First, let’s create DataFrames of our data. Our data is split into two parts, first is the training data, which we will use to build our model. The second is our test data, this is used to test our final results. 


In [None]:
train = pd.read_csv("data/titanic_train.csv")
test = pd.read_csv("data/titanic_test.csv")

Let's Take a quick peak into our data.

In [None]:
train.head()

In [None]:
# Meaning of Variables
from IPython.display import Image
Image("data/data_dictionary.png")

# Preprocessing

We will drop complicated features and convert string objects to numeric via one hot encoding

In [None]:
print(f"Shape of train data frame before preprocessing: {train.shape}")

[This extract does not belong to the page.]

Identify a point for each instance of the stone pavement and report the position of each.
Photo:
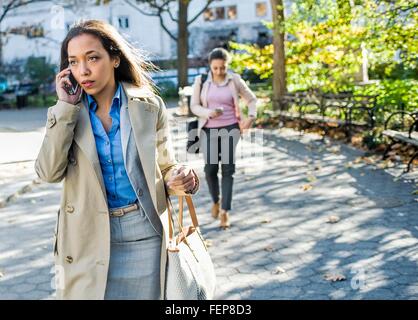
(303, 210)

train.drop(["Name","Ticket","Cabin"],axis=1,inplace=True) # Drop Name and Tickets
test.drop(["Name","Ticket","Cabin"],axis=1,inplace=True) # Drop Name and Tickets

# Impute missing values as the mean value of column in training data
train.fillna(train.mean(),inplace=True) 
test.fillna(train.mean(),inplace=True) 

train = pd.get_dummies(train,dummy_na=True) # One Hot Encode Features
test = pd.get_dummies(test,dummy_na=True) # One Hot Encode Features

print(f"Shape of train data frame after preprocessing: {train.shape}")

Next we will split our training data into train and validation

In [None]:
# Create target 
target = train["Survived"]

# Drop Target from train set
del train["Survived"]

# Make Splits
from sklearn.model_selection import train_test_split
X_train, X_valid, y_train, y_valid = train_test_split(train.drop(["PassengerId"],axis=1),target)

# Model Fitting

Now that we have split up our data, let's build a random forest and adaboost classifiers for this data.

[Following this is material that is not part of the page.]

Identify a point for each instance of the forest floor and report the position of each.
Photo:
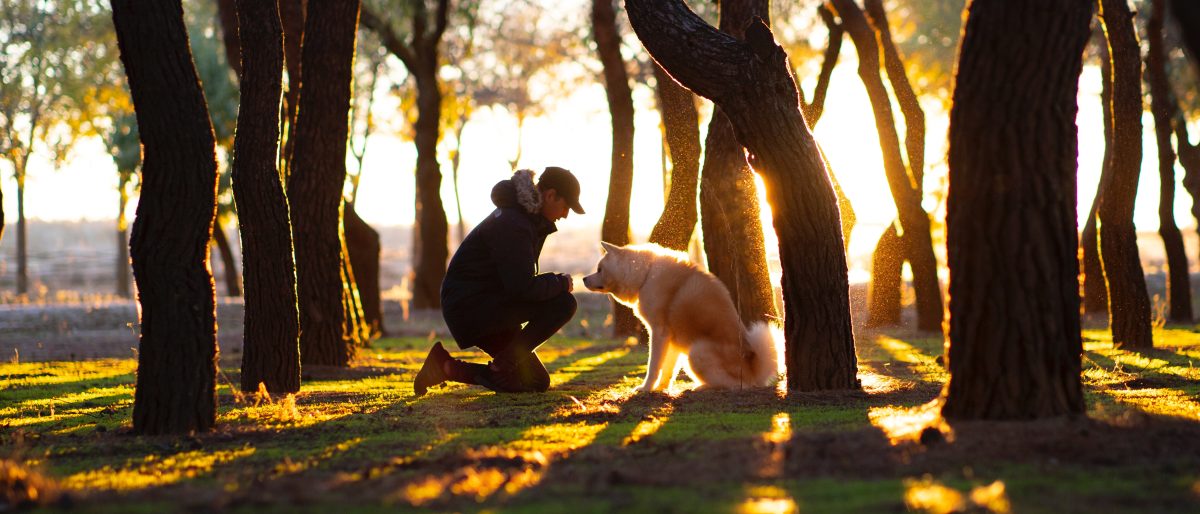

We will fit the models using train, and validate using validation data. 

## Random Forest

In [None]:
# Fit Random Forest 
rf = RandomForestClassifier(n_estimators = 500) # Create Random Forest Object
rf.fit(X_train,y_train) # Fit Random Forest object
y_hat_rf = rf.predict(X_valid) # Predict on Valdiation Set
print(f"The accuracy of random forest is {rf.score(X_valid,y_valid)}!")

## Adaboost

In [None]:
# Fit AdaBoost
adb = AdaBoostClassifier(n_estimators=30) # Create Adaboost Object
adb.fit(X_train,y_train) # Fit Adaboost object
y_hat_adb = rf.predict(X_valid) # Predict on Valdiation Set
print(f"The accuracy of adaboost is {adb.score(X_valid,y_valid)}!")

Wow, these models have done a pretty good job at predicting whether or not somebody survived! 

# Feature Importance

Feature Importance let's us look under the hood at our model.

We compare the what features each model though were important 

In [None]:
def plot_importance(obj,columns=X_train.columns):
    model_type = str(obj.__class__)[:-2].split(".")[-1] # Get Model Type Name
    pd.Series(obj.feature_importances_,index=columns).sort_values(ascending=True).plot(kind="barh",title=model_type+" Importance")



In [None]:
%matplotlib inline
plot_importance(rf)

In [None]:
plot_importance(adb)

# Kaggle Submission

If we choose to submit the Random Forest model:


In [None]:
pred = rf.predict(test.drop(["PassengerId"],axis=1)) 
sub = pd.DataFrame({"PassengerId":test["PassengerId"],"Survived":pred})

In [None]:
sub.to_csv("submissions/rf_sub.csv",index=False) # LB .0.74641

My submission performed 0.74641 on the leader board.